Last August, Earthworks purchased a FLIR Gasfinder camera to make invisible air pollution from the oil and gas industry visible. Since then, we’ve traveled the country exposing the pollution and demanding action from industry and regulators.

It’s working.

There are many ways to measure success: families helped, air cleaned, industries fined, but this week we found yet another — FLIR cameras purchased.

I realize we sound like we’re shillling for FLIR. We’re not. FLIR does not sponsor our work, and our relationship with FLIR is simply as a customer.

We chose the FLIR camera because it was already accepted as the industry standard for leak detection. The government, specifically the Environmental Protection Agency, lists FLIR as an approved technology for regulators and operators.

So we didn’t introduce FLIR to the scene, but we did raise the profile and importance of catching and correcting leaks by exposing ones that industry hadn’t yet corrected, or possibly even found yet.

Just last week, Anadarko Petroleum was profiled in the Denver Business Journal using the same camera we have to spot leaks.

This is news. Good news.

Anadarko is publicly acknowledging that leaks happen, and (hopefully) taking the necessary action to stop the leaks. With increased pressure from advocacy groups exposing pollution like Earthworks, and the recent announcement of federal regulations to curb methane pollution, buying a FLIR camera (or equivalent) is a necessary step to protect our environment and public health.

Regulators are on board too, especially once they see what the FLIR can do.

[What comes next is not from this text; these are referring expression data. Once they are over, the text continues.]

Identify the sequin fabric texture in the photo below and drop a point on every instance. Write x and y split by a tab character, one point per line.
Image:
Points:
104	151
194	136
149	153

On our trip to Kern County, California, where 80 percent of the state's oil is produced and residents are three times more likely to suffer from asthma than the average American, Earthworks partnered with the largely Spanish-speaking rural residents to document air emissions near their schools and homes, using both the FLIR camera and air sampling canisters. These community members presented their findings to the regional air board. So impressed by the evidence, air regulators in Kern County bought their own FLIR camera for future monitoring and enforcement.

When keeping up with the Joneses means protecting clean air and public health it might not be such a bad idea.